I also learned that a woman has to have the signed consent of the paternal entity (would you rather I say "baby's father?") in order to have an abortion. And that Japanese health care providers, like many pro-life activists in our country wish ours all did, automatically do an ultrasound, which shows, that, yup, there's a living, cute little person in there. It's not just a positive stripe on a test.


My point is that our laws are irrational. They claim one thing and accomplish another. And also that the most "life-protecting" policies do not insure that women somehow will stop using this last-resort, a choice that is often quite thought-out, and often un-blithe, very visceral and very permanent but chosen as necessary; as way of controlling their own destiny, it, in short, works.


I would encourage you to read the book, Jane, if you think women will stop getting abortions, even dangerous ones, as this story explains, if the law of the land prevents it.


I agree that all life is sacred. But I also observe that we, all the time, make choices about others' lives. I don't donate food to shelters nor offer up my own too-spacious home to shelter those who need it. I don't have resources to sustain my so-called lifestyle, yet I'm not providing a nursery for some alone-and-pregnant person. I do put my money where my mouth is, which is to say, barely anywhere. I acknowledge that we all are selfish, but I likewise can say I am no hypocrite.


I have committed theft, but I have only twice lied, and only to a lover, when I was quite young and very confused. The stealing amounted to taking a five-dollar bill from a sidewalk, a coffee maker from a college psychology department "chill room," and, when I was five, a daffodil from a neighbors' yard to give to my mother; around the same time, I ate a gumball from a five-and-dime, because it was spilled on the floor and seemed like a sample.

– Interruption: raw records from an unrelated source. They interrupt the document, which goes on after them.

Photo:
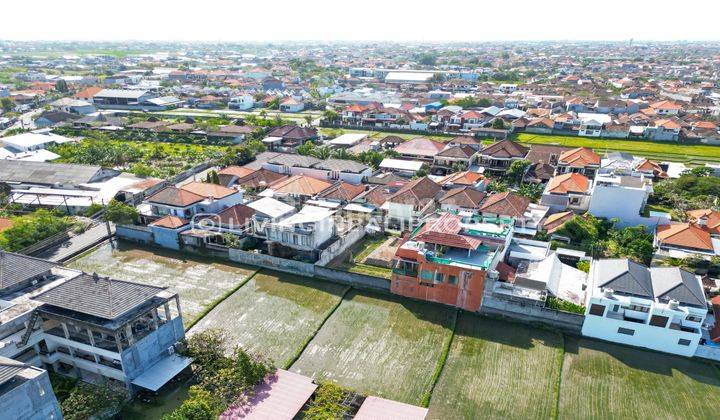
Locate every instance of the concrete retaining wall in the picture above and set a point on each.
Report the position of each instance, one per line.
(341, 245)
(707, 352)
(275, 263)
(140, 234)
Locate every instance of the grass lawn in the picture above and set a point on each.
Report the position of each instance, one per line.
(497, 369)
(274, 314)
(379, 345)
(380, 134)
(603, 380)
(657, 150)
(199, 281)
(351, 261)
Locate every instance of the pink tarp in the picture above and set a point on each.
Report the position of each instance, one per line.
(375, 408)
(280, 397)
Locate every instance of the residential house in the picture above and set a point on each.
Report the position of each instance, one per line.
(498, 157)
(569, 191)
(419, 148)
(296, 189)
(291, 105)
(308, 230)
(411, 202)
(292, 136)
(193, 198)
(691, 239)
(26, 392)
(580, 160)
(453, 156)
(620, 196)
(448, 257)
(462, 199)
(660, 308)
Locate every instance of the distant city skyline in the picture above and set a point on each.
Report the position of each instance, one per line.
(372, 20)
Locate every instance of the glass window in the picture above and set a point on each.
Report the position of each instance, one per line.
(626, 331)
(658, 321)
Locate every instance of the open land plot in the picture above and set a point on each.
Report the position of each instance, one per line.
(659, 150)
(198, 281)
(603, 380)
(274, 314)
(379, 345)
(498, 369)
(355, 261)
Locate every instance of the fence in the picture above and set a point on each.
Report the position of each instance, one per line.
(142, 234)
(341, 245)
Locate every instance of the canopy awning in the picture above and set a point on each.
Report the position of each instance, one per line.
(161, 372)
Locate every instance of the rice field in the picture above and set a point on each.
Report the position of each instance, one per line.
(199, 281)
(274, 314)
(603, 380)
(655, 150)
(497, 369)
(379, 345)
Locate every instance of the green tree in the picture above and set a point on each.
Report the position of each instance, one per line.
(118, 212)
(61, 86)
(516, 172)
(29, 229)
(498, 124)
(7, 104)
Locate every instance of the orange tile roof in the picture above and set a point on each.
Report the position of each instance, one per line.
(5, 223)
(462, 178)
(170, 222)
(556, 221)
(684, 235)
(300, 185)
(712, 219)
(580, 157)
(569, 183)
(206, 189)
(238, 171)
(88, 93)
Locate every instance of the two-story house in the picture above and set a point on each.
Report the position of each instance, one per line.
(660, 308)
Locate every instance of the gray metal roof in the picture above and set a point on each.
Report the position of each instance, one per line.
(98, 296)
(9, 368)
(16, 268)
(43, 173)
(624, 276)
(342, 165)
(675, 283)
(294, 160)
(120, 93)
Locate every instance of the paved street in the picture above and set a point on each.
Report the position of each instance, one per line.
(76, 244)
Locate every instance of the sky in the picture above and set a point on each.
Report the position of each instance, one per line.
(364, 20)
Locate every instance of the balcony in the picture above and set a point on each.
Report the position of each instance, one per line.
(621, 316)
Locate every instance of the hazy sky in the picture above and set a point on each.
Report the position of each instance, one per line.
(343, 20)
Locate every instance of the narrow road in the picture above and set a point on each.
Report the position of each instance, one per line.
(76, 244)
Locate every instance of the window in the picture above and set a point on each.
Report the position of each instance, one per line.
(637, 308)
(658, 321)
(597, 310)
(626, 331)
(426, 275)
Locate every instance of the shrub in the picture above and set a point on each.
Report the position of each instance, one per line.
(563, 305)
(327, 403)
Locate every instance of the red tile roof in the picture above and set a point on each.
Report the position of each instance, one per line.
(170, 222)
(569, 183)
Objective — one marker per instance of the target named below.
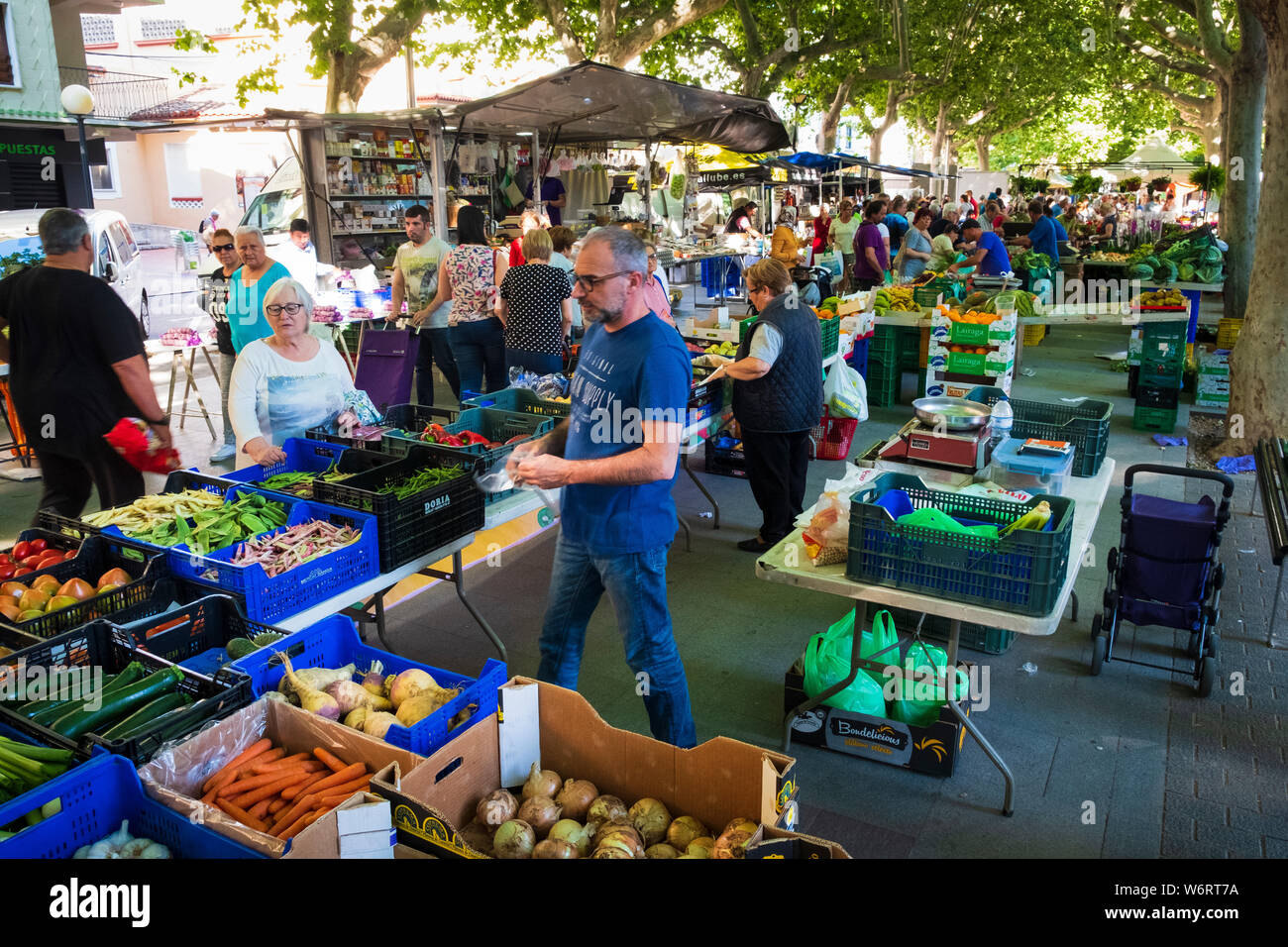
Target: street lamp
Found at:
(78, 102)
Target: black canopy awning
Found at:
(591, 102)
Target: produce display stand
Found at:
(1087, 493)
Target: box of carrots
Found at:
(268, 774)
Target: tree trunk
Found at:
(1240, 145)
(1258, 364)
(833, 114)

Therefore, I find the touted "must save all life" rhetoric of the mislabeled pro-life side to ring untrue.


Yes, some have adopted disadvantaged children. Many, many children remain.


Yes, killing anyone is wrong; however, we don't seem to mind the death penalty, the trillion-dollar military wars … including the "war on drugs" that puts tens of thousands of people in jail in our country and also at a disproportionally non-white rate (creating orphans) and that kills, especially in our coordination with Mexico (through violence I can't understand) tens of thousands of people who don't even fucking smoke pot.


Humans will always have contradictions and anomalies. I just wish we could be honest about them. We are wasting so much time pretending.


Pretending is something I understood to be something children did.


I used to play house. Not the sexual kind, just making food and tending to dolls.


I used to play army. Not the malicious kind, just going through maneuvers with toys in the gravel driveway.


I used to play office. Yes, the exact kind I feel a bit condemned to to this very day.